Lawrence, a graduate of Penn State Erie – Behrend College, will join a team of 27 flight directors whose mission is to guide ISS flight controllers, researchers and engineering experts while providing general personnel support from NASA's Mission Control Center in Houston.
"We get to do the real flying of the International Space Station," Lawrence said. "The majority of the control of the space station actually happens from the ground. The reason for that is we want the astronauts to focus on the real mission of the International Space Station, which is research and science."
Lawrence's selection is of particular importance because she will become one of limited number of women to hold the position of flight director. While she won't be working at a console, NASA says Lawrence's duties will range from cargo and crew vehicle integration to planning for future missions, product development and new technology.
A married mother of two, Lawrence, 36, received her bachelor's degree in mechanical engineering in 2001 and went on to work for a NASA contractor, the U.S. Space Alliance, before joining NASA full-time as a civil servant.

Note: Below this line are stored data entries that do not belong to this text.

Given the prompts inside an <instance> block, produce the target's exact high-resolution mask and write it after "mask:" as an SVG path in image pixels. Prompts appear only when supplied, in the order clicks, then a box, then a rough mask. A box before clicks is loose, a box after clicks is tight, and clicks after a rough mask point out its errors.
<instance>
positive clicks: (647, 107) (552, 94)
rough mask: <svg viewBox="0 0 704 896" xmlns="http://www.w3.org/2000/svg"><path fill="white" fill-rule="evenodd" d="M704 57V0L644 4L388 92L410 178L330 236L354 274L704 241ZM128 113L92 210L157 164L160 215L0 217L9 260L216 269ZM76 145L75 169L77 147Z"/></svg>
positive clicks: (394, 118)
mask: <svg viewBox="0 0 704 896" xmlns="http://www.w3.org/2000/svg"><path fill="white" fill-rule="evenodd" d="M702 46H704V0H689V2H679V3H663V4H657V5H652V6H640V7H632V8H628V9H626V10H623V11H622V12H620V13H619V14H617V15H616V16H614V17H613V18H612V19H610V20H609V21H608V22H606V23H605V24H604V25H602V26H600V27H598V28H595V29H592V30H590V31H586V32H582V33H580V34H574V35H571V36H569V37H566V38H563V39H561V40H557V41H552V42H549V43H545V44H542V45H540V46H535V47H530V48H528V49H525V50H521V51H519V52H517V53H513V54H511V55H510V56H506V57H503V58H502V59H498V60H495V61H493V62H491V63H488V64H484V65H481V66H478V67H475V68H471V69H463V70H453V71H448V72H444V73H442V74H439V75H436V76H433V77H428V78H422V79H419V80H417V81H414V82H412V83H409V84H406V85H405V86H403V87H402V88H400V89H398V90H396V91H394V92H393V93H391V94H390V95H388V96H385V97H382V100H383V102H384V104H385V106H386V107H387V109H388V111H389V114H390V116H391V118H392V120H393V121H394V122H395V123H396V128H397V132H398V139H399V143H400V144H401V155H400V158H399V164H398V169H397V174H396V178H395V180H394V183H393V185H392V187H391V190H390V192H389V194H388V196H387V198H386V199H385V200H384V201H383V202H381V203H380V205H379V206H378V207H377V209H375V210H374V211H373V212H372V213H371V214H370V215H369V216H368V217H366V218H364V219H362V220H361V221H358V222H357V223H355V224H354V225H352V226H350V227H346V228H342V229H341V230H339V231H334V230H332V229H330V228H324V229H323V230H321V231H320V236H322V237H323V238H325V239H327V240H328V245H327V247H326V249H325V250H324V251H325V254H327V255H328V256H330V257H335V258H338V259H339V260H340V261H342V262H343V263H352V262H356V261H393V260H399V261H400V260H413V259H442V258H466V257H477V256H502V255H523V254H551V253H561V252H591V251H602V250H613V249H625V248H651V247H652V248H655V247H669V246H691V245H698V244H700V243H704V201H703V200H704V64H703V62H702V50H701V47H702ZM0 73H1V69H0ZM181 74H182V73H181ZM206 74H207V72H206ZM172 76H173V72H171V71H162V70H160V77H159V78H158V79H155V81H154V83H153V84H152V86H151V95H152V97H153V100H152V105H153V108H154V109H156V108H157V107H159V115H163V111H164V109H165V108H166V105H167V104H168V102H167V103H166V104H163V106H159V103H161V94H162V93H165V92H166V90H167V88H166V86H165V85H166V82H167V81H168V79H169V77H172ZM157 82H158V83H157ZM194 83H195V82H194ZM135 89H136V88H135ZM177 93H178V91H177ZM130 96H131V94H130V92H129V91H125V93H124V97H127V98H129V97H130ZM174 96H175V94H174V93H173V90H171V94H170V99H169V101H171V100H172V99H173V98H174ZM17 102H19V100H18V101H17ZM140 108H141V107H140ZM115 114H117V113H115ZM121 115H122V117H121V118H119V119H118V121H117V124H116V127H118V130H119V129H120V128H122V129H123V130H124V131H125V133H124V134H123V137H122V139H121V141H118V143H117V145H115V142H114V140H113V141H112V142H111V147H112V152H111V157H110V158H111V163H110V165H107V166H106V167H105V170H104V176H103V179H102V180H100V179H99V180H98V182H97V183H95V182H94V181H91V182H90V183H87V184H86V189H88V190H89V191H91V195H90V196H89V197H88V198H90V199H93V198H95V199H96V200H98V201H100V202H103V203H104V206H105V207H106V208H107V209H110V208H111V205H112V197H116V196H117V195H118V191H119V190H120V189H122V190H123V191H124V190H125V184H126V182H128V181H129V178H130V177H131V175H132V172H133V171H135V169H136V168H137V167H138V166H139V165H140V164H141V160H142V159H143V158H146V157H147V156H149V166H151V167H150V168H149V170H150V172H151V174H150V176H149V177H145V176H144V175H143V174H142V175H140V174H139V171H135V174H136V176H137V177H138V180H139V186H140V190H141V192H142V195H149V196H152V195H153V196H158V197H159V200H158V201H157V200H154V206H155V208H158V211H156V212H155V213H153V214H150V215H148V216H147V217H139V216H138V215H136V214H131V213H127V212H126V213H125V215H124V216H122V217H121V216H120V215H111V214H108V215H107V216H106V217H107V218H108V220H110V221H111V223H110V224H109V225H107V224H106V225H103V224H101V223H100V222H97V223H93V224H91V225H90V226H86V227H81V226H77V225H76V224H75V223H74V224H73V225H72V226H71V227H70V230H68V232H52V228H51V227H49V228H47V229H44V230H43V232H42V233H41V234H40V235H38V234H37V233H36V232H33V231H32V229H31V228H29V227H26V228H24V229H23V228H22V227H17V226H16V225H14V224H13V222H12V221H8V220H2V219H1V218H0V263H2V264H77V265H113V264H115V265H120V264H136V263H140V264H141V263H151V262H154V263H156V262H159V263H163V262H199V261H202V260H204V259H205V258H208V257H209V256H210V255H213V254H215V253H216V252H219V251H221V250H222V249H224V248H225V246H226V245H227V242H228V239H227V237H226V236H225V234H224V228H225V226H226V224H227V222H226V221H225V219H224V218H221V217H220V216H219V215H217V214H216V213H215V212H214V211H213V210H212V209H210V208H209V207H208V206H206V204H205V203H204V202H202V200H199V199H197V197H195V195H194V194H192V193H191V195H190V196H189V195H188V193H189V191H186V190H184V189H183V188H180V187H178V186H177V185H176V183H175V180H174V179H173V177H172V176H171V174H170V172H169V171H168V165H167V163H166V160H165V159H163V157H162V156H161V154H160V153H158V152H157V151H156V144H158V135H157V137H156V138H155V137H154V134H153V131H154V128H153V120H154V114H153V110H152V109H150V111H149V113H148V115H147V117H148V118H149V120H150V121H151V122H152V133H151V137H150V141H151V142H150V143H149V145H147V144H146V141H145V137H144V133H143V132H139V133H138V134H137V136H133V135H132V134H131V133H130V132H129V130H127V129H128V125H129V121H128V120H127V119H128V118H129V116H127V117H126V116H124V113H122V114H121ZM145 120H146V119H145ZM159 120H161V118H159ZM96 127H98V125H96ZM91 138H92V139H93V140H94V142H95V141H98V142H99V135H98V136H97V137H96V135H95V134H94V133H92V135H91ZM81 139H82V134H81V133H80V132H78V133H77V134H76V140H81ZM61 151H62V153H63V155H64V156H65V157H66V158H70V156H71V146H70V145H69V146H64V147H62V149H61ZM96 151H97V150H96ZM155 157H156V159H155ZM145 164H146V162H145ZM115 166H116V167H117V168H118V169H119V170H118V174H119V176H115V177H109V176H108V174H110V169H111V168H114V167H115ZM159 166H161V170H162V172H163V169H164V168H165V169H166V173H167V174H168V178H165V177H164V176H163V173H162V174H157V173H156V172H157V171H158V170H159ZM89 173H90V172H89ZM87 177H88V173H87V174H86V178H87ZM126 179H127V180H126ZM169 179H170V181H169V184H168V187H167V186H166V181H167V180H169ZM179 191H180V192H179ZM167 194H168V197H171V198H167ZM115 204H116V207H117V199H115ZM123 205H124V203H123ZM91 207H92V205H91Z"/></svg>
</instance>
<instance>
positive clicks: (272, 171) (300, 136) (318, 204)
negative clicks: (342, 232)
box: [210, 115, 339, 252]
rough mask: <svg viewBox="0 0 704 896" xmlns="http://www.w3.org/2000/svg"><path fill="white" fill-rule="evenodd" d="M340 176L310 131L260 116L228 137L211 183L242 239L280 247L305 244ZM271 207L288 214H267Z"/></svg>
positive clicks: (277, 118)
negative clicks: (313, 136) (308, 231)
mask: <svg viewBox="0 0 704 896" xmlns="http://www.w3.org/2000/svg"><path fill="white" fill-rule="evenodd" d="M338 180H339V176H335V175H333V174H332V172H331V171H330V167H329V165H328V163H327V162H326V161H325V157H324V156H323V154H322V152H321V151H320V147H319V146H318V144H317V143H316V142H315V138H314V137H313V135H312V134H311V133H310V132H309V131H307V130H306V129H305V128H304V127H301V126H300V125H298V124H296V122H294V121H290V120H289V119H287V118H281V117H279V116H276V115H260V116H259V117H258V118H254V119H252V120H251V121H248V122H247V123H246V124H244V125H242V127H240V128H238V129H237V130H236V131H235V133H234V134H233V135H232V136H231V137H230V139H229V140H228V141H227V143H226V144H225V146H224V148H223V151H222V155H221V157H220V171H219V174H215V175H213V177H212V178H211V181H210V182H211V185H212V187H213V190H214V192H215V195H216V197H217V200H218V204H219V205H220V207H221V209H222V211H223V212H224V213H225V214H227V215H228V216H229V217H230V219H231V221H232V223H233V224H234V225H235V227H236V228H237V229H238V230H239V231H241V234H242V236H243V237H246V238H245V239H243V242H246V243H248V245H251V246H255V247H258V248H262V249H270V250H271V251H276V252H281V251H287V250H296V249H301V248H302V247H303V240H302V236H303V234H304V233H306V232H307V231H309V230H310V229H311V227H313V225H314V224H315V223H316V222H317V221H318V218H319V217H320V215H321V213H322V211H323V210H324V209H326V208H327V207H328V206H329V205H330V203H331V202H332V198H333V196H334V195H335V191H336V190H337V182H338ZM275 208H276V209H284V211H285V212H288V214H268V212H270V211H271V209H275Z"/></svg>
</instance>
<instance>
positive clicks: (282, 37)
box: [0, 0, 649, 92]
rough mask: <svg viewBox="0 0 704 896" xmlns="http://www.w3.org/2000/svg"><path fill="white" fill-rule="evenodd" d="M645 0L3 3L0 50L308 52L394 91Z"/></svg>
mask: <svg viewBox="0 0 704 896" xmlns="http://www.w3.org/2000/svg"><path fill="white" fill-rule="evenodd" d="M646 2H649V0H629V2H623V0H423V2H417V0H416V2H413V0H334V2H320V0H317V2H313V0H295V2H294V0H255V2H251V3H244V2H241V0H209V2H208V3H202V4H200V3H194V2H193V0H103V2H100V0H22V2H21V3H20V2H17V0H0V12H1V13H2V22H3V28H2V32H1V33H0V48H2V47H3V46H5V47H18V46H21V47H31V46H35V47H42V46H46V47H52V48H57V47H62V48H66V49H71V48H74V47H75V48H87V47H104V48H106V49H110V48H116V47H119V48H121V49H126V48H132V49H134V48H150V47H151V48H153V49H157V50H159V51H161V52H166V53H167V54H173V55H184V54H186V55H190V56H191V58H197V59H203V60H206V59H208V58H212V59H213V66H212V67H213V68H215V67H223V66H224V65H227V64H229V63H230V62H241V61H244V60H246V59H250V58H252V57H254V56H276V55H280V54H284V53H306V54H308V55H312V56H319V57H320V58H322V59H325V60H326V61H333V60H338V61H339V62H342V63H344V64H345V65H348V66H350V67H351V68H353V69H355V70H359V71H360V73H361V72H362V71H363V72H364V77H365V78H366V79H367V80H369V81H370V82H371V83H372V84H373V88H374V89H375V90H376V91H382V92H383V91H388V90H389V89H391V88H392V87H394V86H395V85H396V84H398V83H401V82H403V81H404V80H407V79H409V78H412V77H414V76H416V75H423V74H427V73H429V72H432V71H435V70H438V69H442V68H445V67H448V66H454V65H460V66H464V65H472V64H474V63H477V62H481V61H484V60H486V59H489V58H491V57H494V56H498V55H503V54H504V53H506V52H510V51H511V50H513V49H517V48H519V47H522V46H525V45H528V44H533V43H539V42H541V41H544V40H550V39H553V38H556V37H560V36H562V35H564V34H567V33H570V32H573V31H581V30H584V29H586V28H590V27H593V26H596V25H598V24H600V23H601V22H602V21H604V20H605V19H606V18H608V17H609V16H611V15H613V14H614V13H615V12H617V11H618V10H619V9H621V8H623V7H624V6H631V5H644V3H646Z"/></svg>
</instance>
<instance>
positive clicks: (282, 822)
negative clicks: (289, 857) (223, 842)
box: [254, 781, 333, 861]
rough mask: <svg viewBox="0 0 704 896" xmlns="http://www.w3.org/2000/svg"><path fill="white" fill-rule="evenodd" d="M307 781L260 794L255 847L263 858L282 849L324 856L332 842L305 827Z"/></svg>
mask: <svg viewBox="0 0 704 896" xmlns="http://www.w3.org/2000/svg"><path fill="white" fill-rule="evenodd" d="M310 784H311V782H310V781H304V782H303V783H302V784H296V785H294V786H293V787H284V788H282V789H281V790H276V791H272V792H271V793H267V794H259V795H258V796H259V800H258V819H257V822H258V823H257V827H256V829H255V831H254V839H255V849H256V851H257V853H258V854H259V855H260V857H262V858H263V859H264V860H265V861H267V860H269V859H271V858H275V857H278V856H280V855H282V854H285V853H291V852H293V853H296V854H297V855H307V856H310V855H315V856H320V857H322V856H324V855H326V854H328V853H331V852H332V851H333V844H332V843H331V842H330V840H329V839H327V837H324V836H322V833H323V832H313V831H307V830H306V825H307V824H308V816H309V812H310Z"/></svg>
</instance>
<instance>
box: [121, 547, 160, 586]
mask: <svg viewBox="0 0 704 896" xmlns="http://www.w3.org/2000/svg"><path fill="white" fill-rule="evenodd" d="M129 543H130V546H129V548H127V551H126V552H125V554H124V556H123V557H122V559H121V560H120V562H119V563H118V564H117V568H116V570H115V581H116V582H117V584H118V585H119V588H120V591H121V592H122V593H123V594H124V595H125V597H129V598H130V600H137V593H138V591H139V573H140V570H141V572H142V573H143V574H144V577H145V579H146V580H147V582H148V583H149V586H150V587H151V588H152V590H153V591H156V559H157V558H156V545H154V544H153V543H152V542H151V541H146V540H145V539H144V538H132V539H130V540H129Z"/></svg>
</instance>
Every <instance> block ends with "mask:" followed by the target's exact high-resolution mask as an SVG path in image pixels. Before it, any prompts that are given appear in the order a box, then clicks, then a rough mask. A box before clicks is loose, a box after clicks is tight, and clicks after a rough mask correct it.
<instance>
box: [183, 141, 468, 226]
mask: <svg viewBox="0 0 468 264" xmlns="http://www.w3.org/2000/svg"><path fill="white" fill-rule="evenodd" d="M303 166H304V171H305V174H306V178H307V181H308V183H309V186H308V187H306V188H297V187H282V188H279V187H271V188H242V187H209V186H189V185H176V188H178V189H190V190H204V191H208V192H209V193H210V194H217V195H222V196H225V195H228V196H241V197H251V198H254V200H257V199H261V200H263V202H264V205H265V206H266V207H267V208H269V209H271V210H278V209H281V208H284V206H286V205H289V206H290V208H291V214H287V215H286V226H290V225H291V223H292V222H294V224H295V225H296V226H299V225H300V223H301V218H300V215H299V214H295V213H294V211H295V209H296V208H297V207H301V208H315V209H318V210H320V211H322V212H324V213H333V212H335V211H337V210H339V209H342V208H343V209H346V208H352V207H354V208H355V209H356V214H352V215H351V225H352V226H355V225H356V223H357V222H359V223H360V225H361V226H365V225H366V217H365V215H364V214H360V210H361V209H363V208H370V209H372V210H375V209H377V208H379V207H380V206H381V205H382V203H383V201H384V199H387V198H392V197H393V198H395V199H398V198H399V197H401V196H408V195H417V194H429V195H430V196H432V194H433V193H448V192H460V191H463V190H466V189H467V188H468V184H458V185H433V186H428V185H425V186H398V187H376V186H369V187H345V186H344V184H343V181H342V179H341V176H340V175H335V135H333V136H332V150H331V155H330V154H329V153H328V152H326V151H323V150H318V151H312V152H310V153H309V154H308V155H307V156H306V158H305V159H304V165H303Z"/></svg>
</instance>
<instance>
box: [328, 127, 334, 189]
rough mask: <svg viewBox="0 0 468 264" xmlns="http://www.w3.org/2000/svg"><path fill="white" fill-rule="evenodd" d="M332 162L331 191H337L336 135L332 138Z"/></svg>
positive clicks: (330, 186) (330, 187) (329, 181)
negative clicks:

Her supporters, including a former Penn State Behrend engineering professor, believe her selection will serve as an inspiration to young women interested in space exploration.
For her part, Lawrence says she was drawn to the profession after becoming spellbound by the 1995 docudrama "Apollo 13," which gave space travel a romantic light that she wanted to follow.
Though she believes she's found a "home in operations," where her goal is to help make possible a manned mission to Mars, Lawrence isn't ruling out a chance to travel to space if called on by NASA to do so.
Her official duty will get underway after she completes a required certification program to support real-time ISS operations.